Hurricane Paula Forecast Thursday October 14th 2010


Satellite image of Hurricane Paula

Hurricane Paula currently is still hugging the north coast of western Cuba, and the forecast is to weaken. Watches and warnings have also changed, as the Government of Cuba has replaced the Hurricane warnings for the Province of Pinar Del Rio with a new tropical storm warning. There are also tropical storm warnings in effect for the Provinces of La Habana and Ciudad de la Habana. A tropical storm watch is in effect for the Florida Keys from Craig Key westward, including the Dry Tortugas.

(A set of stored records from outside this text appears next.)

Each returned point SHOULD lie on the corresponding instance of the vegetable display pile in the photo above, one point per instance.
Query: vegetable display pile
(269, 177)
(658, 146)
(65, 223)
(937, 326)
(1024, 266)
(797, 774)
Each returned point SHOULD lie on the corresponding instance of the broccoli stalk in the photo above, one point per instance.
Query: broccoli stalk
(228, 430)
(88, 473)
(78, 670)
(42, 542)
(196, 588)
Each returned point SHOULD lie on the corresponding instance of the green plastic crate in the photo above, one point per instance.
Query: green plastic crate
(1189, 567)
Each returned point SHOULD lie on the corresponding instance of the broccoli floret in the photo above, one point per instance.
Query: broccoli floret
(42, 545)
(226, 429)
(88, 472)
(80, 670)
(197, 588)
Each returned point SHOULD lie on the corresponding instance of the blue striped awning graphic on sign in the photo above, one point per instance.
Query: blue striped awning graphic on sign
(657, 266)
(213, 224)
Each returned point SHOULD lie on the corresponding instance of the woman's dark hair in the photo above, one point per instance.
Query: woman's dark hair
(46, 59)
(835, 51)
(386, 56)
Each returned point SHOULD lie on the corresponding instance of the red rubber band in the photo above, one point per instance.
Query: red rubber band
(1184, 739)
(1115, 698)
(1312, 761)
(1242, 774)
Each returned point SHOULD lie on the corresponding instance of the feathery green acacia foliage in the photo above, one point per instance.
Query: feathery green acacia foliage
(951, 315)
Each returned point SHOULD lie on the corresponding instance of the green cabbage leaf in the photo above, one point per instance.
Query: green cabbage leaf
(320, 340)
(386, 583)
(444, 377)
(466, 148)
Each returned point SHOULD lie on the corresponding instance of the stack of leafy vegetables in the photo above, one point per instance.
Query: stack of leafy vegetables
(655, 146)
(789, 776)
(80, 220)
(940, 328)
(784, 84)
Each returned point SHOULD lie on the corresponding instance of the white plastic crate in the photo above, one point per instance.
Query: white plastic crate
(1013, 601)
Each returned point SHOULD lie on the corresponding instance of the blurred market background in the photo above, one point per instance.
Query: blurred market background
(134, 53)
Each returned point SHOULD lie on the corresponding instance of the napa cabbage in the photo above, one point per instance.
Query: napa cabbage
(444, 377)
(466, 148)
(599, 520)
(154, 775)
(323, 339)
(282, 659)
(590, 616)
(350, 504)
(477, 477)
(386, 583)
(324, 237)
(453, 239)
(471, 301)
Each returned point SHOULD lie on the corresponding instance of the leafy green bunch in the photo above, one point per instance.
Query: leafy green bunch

As of 7 AM CDT, the center of Hurricane Paula was near latitude 22.7 north, longitude 84.5 west, and moving towards the northeast at 5 MPH. A turn towards the east-northeast and east is expected later on in the day today, and while on this track, Paula will continue it’s movement along the north coast or western Cuba throughout the day today. Paula still remains a small hurricane, with maximum sustained winds of 75 MPH or 120 KPH with higher gusts. The hurricane is expected to weaken into a tropical storm later on in the day today. The hurricane force winds extend outward up to 10 miles from the center of the storm. The higher sustained winds are confined to a small area near the eye wall, and Paula remains a category 1 Hurricane on the Saffir-Simpson hurricane wind scale. Tropical force winds extend out from the center for up to 50 miles, as the weather station located on the western tip of Cuba recently reported a 60 MPH wind gust. The minimum central pressure estimated from Air Force Reserve Hurricane Hunter Aircraft is 999 MB, or 29.50 inches.

Land dwellers should expect tropical storm force winds across extreme western Cuba today, and winds may increase later in the day today over the lower and middle Florida Keys. Rainfall from Paula is expected to produce 3 to 6 inches of rain, with up to 10 inches in isolated regions over portions of western and central Cuba, and in mountainous regions, the rainfall may trigger life threatening flash floods and mudslides. The storm surge is expected to be 2 to 4 feet above normal tide levels along the immediate coast in areas of of onshore flow over extreme western Cuba, and the surge from Hurricane Paula will also be accompanied by large, destructive waves.